Let h>0 be the stepsize, and t(i)=i*h. If we apply Euler's method with stepsize h>0, then we approximate the differential equation by the simpler equation (a straight line):
x( t+h ) ~ x( t ) - h*1000*x( t ) = (1-h*1000) * x(t)
We use this approximation to compute an approximate solution
x(i) ~ x( t(i) ) by the analogous formula
x( i+1 ) = x( i ) - h*1000*x( i )
= (1-h*1000) * x( i )
= (1-h*1000)^i * x( 1 ) .
For the computed solution x(i) to approach 0 monotonically as does the
exact solution x(t(i)), we need to choose h so that 0 < 1-h*1000 < 1, or
0 < h < 1/1000. In other words, we must take very short steps,
even after x(t) is very small. For if we don't, for instance if h = .01 and so
1-h*1000 = -9, then the solution will grow in magnitude by a factor of 9
and oscillate from step to step, rather than decay to zero.
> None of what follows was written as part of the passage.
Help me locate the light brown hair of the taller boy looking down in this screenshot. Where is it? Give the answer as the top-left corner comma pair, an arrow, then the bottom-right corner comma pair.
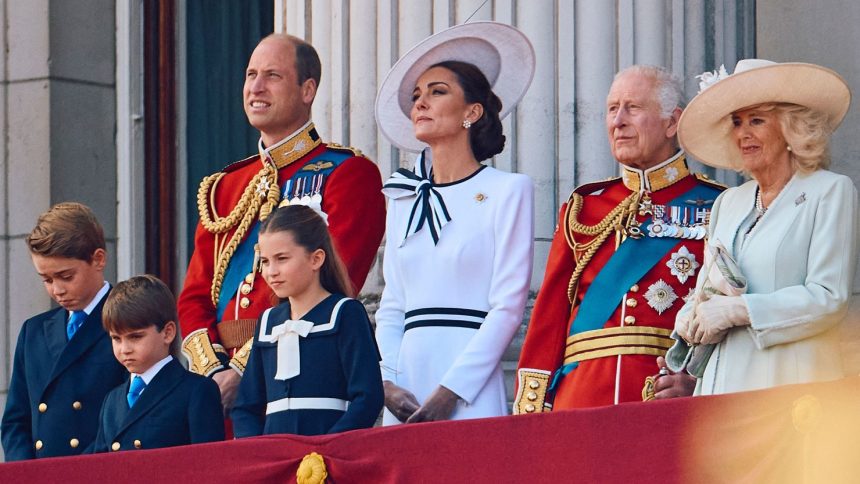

In contrast, suppose we apply Backward Euler with stepsize h. We get the approximation (a different straight line):
x( t+h ) ~ x( t ) - h*1000*x( t+h )
or
(1 + h*1000) * x( t+h ) ~ x( t )
or
x( t )
x( t+h ) ~ ----------
1 + h*1000
yielding the formula
x( i ) x( 1 )
x( i+1 ) = ---------- = ----------------
1 + h*1000 ( 1 + h*1000 )^i
For the computed solution x(i) to approach 0 monotonically,
we need to choose h so
that 1+h*1000 > 1; this is true for all positive values of h, so we
can take large step sizes, and find the solution x( t ) for large t
in many fewer steps than Euler.
The accuracy with which the computed solution x(i) approximates the true solution x( t(i) still depends on h -- the smaller h is the more accurate the approximation -- but this is a topic for a class in numerical analysis of ordinary differential equations, like Math 228a.